Happy Festivities before Mututho’s compassion wears thin!

Kay Qube, staggers out!

WHAT THE DEVIL DID ON CHRISTMAS.

Christmas day is a very special day of the year, the most special in my opinion. So I decided to celebrate it in a special way, by spending time with my beautiful wife of six years. You can probably guess that I am not old enough to be married to anyone for six years. How then do I have a wife? Thank God for wife inheritance, and especially for that golden age when AIDS did not exist, during her late husband’s youth. This latter fact is what made me deem it reasonable not to put her through the stressful process of going to a VCT. Some of my friends call it horniness, but I like to think of it as sensitivity. And not that kind of sensitivity that makes you too eager to reach for the condoms in the bedside drawer. That kind of sensitivity only gets you STIs and unplanned pregnancies. I am referring to the kind of sensitivity that makes you want to marry someone after you’ve dated for some time. More about this lady I call my wife: She was a second wife to her late husband, which I think literally means that she is a great woman. After all, she must have had something extra to make a nigga go like, “I know I have it all at home already, but I am not living one more day without this latest model release of a woman in my life.” So far I am sure I am not mistaken, nothing has given the tiniest shred of evidence to the contrary.
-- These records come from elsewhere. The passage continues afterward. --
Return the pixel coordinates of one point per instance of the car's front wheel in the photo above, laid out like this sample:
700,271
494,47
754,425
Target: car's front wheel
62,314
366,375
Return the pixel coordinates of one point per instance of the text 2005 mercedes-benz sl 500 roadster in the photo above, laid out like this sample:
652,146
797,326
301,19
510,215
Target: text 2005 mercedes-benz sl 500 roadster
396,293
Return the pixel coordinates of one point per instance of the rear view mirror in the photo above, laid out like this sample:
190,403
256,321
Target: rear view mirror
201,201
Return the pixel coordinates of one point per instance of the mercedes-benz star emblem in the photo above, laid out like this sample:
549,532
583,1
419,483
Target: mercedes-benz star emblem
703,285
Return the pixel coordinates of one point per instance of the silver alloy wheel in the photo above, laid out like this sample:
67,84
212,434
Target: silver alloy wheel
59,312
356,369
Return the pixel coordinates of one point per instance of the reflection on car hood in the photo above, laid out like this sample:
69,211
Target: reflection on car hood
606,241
These are all things which served to add to my excitement at the thought of seeing her after some time apart.
Don’t ask me how the devil found out that I intended to visit the woman who loves me with all her heart. All I know is that very early on Christmas day he was at my doorstep doing everything he could to ruin my plans. It began with my mobile phone. The moment I picked it to leave the house, it beeped and started to blink red, battery low! I had to delay and charge it first. Then he started using the oldest trick in the book, I started becoming all anxious and nervous about the visit for stupid reasons. When I saw that he was gaining some footing against me, I showed him the one thing which frustrates him most, love. Upon realizing that I loved this woman too much and was resolute on paying her a visit no matter what, he decided to leave me alone. I was to later hear that he was seen at Machakos country-bus station totally drunk and dancing naked in front of the buses that were supposed to leave at night. Consequently, the buses could not travel to their destinations because some pawns chose Christmas to reinforce the night travel ban for PSVs. The devil works in many ways, sorry to those who will be late reporting back to their jobs because of that inconvenience.
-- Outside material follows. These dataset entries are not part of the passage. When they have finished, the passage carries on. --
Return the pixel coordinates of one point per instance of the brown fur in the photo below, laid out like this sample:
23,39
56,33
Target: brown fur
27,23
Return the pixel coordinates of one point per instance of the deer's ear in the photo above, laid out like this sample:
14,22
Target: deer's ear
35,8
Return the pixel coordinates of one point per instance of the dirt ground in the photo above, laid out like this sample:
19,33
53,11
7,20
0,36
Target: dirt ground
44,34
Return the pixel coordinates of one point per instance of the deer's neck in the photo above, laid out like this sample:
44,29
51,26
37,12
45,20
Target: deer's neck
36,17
Unfortunately for peace loving folks, the devil does not work alone. Indeed, he sent someone to try and recruit me into his gang on Christmas day. And the devil is smart, he uses ordinary people we cannot suspect. This time he had sent a cousin of mine who I was meeting for the first time. He was elated at being introduced to another one of his relatives. It is with that joyous euphoria that he smilingly held a cup to my mouth and insisted that I drink. I looked inside the cup and saw that it was filled with tea, so I took a healthy sip like a good African male. While I was swallowing, my taste buds were simultaneously sending out memos to all my other senses informing them that my eyesight needed serious help and was not to be trusted. My nose confirmed it as he was withdrawing the cup. It turned out that he was actually enjoying a cup of traditional, alcoholic brew. My gag reflexes were too slow to help me keep my promise to myself never to drink again. I conceded that the devil had won that round. I honestly saw no need to cry over that spilt milk, it was alcohol not poison.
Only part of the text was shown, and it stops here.